This logic fails for two reasons. First, there is no evidence
in the record of any other employees engaging in conduct
comparable to Williams’s. The Board primarily cites to
evidence of employees using explicit language in conversation,
or even referring to the overtime sign-up sheet as the “whore
board” to each other, but this is irrelevant. None of the
referenced conduct compares to Williams’s. Williams, in full
view of other employees, walked up to a frequently used
bulletin board and in an effort to disparage and intimidate the
employees that may wish to sign up for overtime despite the
boycott by other employees, wrote “whore board” at the top of
both sign-up sheets. Williams knew full well that his message
would be visible to anyone walking by the bulletin board.
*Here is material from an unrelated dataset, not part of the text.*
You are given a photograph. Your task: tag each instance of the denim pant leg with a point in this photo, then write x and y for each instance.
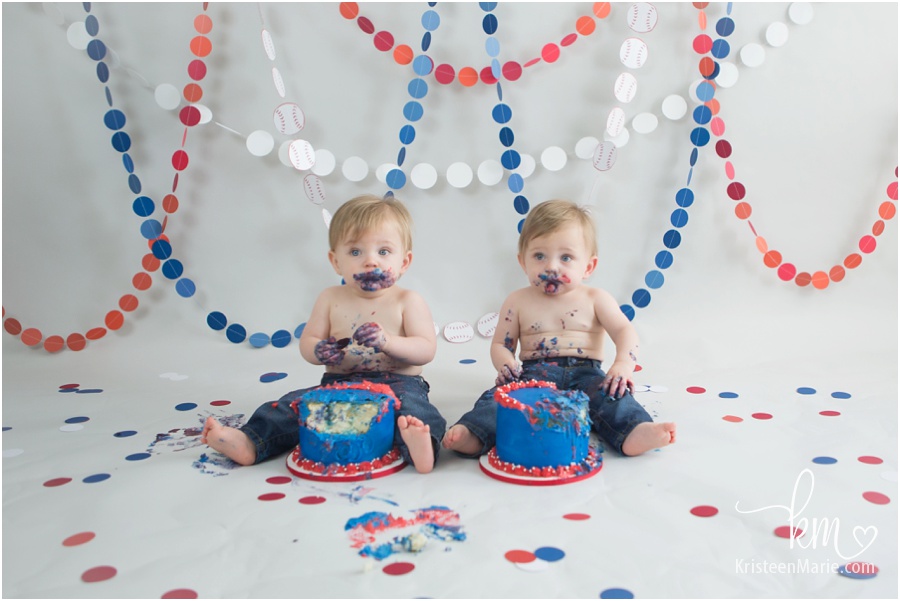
(413, 394)
(274, 427)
More
to the point, anyone wishing to work overtime would be
required to put her name under that label.
Comparing Williams’s conduct with that of other
employees using vulgar language is like comparing apples and
oranges. The comparison provides no support for the Board’s
conclusion that Constellium disciplined Williams for engaging
in protected activity.
Similarly, the Board’s conclusion that Constellium’s
tolerance of vulgarity from employees indicates that Williams
was disciplined out of anti-union animus is undercut by one
5
key fact: of all the Constellium employees engaging in the
overtime boycott, only Williams, the only boycotter who
engaged in such egregious, offensive conduct, was disciplined
by Constellium.
When compared with other users of vulgar language, or
even the term “whore board,” Williams was the only employee
to be disciplined. But when compared to all the employees
engaged in the boycott, of which there were many, Williams
was, once again, the only employee to be disciplined. While
considering one of these comparisons in isolation might lead
an observer to conclude that Williams was disciplined because
of either his protected activity or his use of sexually explicit
language, considering them together leads to no conclusion at
all. The two facts cancel each other out.
When considering the record without the Board’s fingers
on the scales, there is no support for the conclusion that
Constellium would not have disciplined Williams but for his
protected activity. The only fact supporting a motive for
Constellium’s actions is the $1 million verdict from 2012. A
desire to avoid a repeat verdict supports a conclusion that
Constellium would still have disciplined Williams even if his
writing on the overtime sheets was not protected activity.
Perhaps I am old fashioned, but I still believe that a finding
of an unfair labor practice should reflect something unfair on
the part of the employer. I see unfairness in this record, but it
is not on the part of the employer. I respectfully dissent.